# vBulletin Question



## ChrisKader (Jun 17, 2011)

Are there any web hosts that offer vBulletin hosting so I dont have to drop $100+ up front? Also, maybe a rent-to-own type setup. Thanks for the info!


----------



## SyNiK4L (Jun 7, 2011)

not that i know of. but i could be wrong. the admins would know more about that than I. But iv never seen any hosts do it, that iv used.


----------



## jlangleyrn (Jun 15, 2011)

ChrisKader said:


> Are there any web hosts that offer vBulletin hosting so I dont have to drop $100+ up front? Also, maybe a rent-to-own type setup. Thanks for the info!


I sent you a pm, should be interesting to you.

Sent from my DROIDX using Tapatalk


----------



## Guest (Jul 7, 2011)

Yes, there are a few actually.
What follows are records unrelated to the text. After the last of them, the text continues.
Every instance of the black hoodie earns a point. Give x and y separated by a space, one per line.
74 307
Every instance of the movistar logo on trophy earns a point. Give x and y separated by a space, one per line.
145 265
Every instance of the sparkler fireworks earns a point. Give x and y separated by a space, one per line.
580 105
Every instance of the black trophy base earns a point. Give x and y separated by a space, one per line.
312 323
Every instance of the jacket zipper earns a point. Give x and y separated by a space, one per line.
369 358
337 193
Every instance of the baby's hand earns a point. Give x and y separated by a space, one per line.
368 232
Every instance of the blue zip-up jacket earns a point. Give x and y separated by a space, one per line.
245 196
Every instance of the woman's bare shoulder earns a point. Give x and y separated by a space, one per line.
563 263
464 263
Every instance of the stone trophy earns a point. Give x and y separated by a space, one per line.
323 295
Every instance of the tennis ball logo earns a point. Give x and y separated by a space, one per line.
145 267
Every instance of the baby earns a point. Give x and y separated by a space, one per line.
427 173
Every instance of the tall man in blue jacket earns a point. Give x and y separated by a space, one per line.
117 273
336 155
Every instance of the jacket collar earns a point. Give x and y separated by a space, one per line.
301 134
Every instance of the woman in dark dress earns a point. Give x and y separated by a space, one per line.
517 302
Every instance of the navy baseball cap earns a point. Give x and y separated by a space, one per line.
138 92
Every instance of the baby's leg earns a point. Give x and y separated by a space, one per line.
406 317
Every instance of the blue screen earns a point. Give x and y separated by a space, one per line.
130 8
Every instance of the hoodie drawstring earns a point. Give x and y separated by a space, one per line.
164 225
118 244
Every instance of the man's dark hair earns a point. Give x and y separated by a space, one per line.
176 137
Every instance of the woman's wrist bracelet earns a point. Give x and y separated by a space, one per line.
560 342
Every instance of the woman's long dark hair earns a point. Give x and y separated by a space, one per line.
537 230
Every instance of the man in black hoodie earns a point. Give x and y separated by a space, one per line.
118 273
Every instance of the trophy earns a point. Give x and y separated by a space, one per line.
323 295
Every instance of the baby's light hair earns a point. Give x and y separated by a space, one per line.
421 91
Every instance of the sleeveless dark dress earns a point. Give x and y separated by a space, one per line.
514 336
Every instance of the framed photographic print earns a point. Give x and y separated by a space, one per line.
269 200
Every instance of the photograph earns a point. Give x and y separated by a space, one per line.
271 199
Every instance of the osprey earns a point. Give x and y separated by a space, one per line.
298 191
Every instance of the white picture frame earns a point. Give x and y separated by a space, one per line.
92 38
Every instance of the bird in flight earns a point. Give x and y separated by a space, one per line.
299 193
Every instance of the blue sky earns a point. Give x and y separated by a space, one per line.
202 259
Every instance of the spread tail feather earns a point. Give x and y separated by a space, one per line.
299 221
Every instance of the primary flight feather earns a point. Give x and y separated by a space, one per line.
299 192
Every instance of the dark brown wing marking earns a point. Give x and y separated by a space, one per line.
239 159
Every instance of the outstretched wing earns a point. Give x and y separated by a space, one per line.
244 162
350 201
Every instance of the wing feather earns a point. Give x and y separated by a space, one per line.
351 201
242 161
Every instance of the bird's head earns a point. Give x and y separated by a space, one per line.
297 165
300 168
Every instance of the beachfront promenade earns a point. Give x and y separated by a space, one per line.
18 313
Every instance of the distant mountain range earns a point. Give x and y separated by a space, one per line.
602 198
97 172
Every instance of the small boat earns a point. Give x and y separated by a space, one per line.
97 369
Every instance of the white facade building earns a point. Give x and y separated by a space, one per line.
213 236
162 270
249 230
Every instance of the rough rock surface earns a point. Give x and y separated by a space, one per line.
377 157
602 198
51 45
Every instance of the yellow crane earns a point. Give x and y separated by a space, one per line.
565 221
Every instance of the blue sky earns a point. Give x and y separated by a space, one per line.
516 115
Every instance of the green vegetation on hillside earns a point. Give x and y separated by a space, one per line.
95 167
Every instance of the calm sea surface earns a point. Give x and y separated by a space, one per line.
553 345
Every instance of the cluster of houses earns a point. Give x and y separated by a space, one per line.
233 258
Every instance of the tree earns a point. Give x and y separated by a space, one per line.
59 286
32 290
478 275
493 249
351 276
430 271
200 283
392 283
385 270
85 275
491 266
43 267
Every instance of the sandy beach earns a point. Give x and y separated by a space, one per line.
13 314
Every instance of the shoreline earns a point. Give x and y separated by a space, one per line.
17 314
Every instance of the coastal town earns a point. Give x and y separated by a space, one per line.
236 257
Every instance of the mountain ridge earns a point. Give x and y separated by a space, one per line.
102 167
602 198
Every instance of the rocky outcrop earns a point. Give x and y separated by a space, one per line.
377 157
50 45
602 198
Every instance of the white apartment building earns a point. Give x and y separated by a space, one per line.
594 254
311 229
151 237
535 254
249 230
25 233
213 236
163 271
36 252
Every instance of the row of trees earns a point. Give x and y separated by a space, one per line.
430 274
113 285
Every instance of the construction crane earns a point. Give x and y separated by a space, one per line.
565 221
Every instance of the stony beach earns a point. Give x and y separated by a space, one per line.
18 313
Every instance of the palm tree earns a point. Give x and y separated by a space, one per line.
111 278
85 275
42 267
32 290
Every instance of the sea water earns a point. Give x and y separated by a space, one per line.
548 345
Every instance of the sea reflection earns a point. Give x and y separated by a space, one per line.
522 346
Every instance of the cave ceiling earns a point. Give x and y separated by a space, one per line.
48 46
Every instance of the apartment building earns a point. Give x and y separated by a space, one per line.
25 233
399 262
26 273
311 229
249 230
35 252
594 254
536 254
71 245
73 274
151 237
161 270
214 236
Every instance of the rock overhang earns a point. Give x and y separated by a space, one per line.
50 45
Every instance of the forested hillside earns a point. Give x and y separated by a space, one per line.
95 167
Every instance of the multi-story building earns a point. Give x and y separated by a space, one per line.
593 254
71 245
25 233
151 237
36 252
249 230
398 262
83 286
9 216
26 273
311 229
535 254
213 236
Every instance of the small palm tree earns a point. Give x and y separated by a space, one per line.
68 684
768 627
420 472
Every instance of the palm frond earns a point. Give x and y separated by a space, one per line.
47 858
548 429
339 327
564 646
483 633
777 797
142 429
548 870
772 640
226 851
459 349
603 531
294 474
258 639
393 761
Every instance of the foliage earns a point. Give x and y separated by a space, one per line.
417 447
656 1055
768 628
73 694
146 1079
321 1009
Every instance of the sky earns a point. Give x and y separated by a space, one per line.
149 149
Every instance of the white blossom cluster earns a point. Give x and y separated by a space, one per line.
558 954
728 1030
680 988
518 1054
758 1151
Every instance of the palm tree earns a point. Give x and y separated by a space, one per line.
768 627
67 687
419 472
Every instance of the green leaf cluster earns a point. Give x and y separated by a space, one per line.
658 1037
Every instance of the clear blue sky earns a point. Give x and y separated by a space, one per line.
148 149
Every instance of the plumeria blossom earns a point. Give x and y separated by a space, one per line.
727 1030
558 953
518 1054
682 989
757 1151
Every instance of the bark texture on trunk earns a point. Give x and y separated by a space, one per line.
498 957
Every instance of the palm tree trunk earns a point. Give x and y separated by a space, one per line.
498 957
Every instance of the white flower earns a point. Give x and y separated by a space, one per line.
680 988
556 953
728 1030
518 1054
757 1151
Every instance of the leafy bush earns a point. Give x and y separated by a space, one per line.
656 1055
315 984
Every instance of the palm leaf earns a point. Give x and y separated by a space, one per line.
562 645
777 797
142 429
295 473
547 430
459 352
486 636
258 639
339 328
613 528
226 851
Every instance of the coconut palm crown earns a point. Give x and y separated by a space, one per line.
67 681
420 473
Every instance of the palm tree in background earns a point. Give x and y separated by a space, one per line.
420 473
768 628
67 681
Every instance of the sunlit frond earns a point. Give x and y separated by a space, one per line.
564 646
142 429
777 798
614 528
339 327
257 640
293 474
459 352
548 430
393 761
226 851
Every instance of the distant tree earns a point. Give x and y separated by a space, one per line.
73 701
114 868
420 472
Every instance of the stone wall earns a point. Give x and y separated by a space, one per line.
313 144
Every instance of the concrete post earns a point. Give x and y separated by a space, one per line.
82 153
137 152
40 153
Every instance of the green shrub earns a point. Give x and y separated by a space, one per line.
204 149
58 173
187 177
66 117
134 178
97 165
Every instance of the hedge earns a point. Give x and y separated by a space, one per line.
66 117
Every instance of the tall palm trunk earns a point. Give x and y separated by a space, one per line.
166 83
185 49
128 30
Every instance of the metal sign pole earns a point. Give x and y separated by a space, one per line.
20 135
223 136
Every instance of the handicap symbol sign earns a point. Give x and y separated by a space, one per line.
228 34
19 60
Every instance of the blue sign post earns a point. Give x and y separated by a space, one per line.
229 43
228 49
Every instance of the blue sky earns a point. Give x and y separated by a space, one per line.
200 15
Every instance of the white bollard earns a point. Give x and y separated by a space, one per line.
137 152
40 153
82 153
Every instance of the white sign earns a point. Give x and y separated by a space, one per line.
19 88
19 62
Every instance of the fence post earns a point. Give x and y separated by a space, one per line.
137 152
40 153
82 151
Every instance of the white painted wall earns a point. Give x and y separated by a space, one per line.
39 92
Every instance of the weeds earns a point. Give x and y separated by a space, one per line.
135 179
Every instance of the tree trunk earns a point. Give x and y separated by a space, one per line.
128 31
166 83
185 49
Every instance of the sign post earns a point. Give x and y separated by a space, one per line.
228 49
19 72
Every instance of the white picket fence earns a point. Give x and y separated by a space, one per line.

I've always used Mydomain.com for hosting. 5 bucks a month and get unlimited hosting, emails, etc... but I've also been a customer for going on 10 years.. good site tho. and they have vbulletin, wordpress, etc.


----------



## SyNiK4L (Jun 7, 2011)

airforcegeek said:


> Yes, there are a few actually. I've always used Mydomain.com for hosting. 5 bucks a month and get unlimited hosting, emails, etc... but I've also been a customer for going on 10 years.. good site tho. and they have vbulletin, wordpress, etc.


see...i figured i was wrong...just had not come across one yet. 5 bucks a month? damn ill check'm out


----------



## ChrisKader (Jun 17, 2011)

airforcegeek said:


> Yes, there are a few actually. I've always used Mydomain.com for hosting. 5 bucks a month and get unlimited hosting, emails, etc... but I've also been a customer for going on 10 years.. good site tho. and they have vbulletin, wordpress, etc.


I do not see anything about vBulletin on that site

Sent from my ThunderBolt using Tapatalk


----------



## sammyboy405 (Jun 17, 2011)

ChrisKader said:


> I do not see anything about vBulletin on that site
> 
> Sent from my ThunderBolt using Tapatalk


I dont see any vBulletin Either..


----------



## Pulser (Jun 14, 2011)

vBulletin only sells licences now. Maybe some hosts are allowed to lease it, but I think it's against the TOS...


----------